Encontrou em seu poder uma verdadeira joalheria. Eram uns 20 relógios, a maioria importada, uma quantidade enorme de correntinhas de ouro e de prata, brincos, anéis, pulseiras, alguns jóias legítimas, outros bijuterias, de todos os tipos e valores. Estavam todos nos dois bolsos, bastante fundos, de suas calças, que iam até um pouco abaixo dos joelhos. Neles, cabia uma quantidade impressionante de objetos, principalmente se pequenos.
Marcelinho não tinha mais como negar. Fora apanhado, como se diz popularmente, com a boca na botija. Como justificar todos aqueles objetos em seu poder? Não havia jeito! Que delegado seria tão burro a ponto de acreditar em qualquer história que viesse a inventar?
Decidiu que a melhor estratégia, a partir de então, seria a de se calar e esperar o que desse. Estava consciente que, doravante, quanto menos falasse, mais seguro estaria e viveria por mais anos, possivelmente. Conhecia perfeitamente a lei tácita do silêncio, que imperava no reino da marginalidade. Se preso, tinha que assumir toda a culpa sozinho. Ai de quem não respeitasse esse código e delatasse os comparsas! Sua vida não valeria um tostão furado. Nos presídios, em todos eles, havia verdadeiros esquadrões de execução para eliminar alcagüetes. Não havia perdão para os delatores.

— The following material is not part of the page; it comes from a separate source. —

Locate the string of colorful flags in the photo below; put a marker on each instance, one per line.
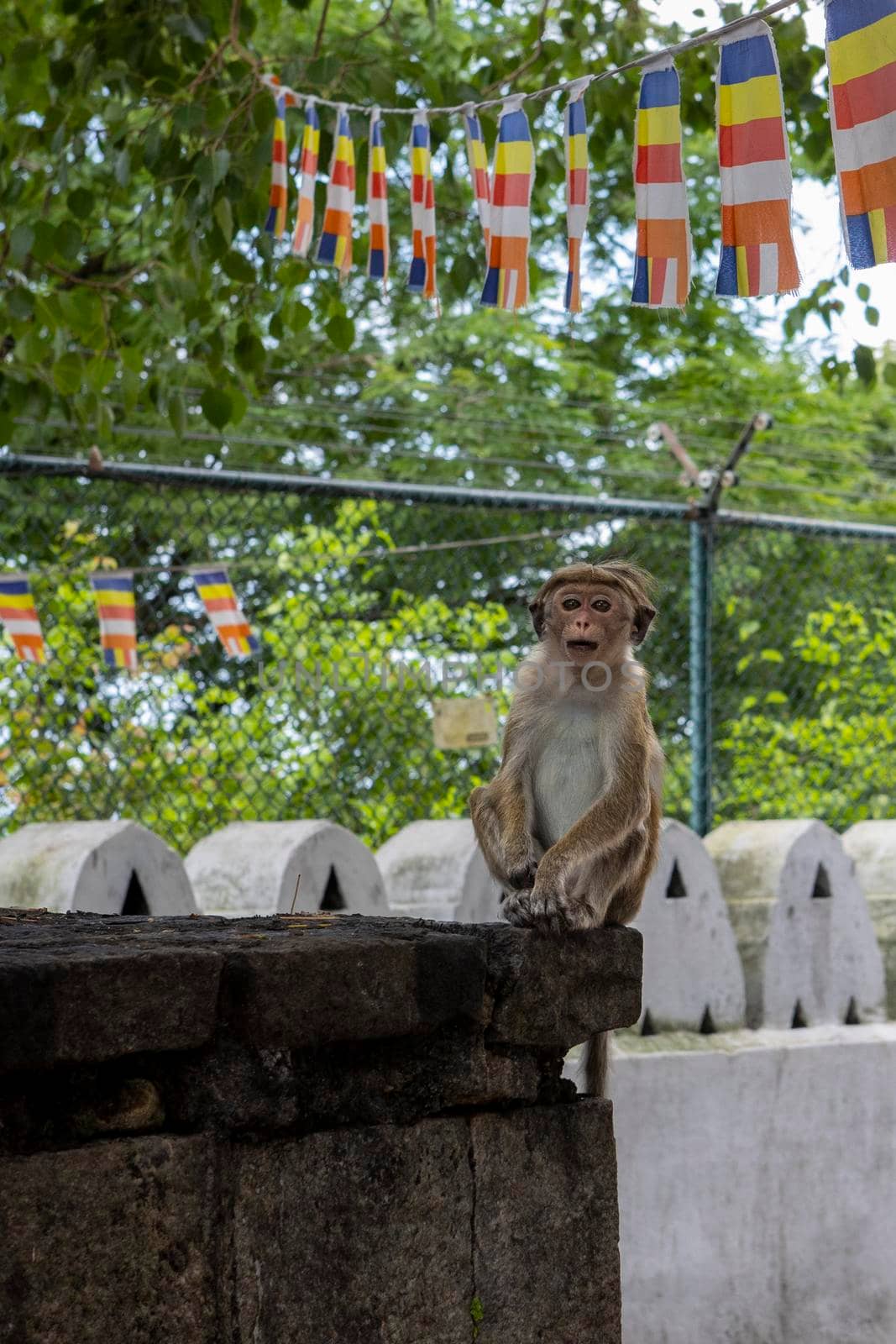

No fundo do camburão, que seguia rumo a alguma das tantas delegacias paulistanas, Marcelinho dizia, a si próprio, meio que em tom de ironia, o mesmo que costumava dizer às suas vítimas, quando as assaltava e essas não tinham a menor condição de reagir:
- Perdeu! Perdeu! Você perdeu!
E perdera mesmo.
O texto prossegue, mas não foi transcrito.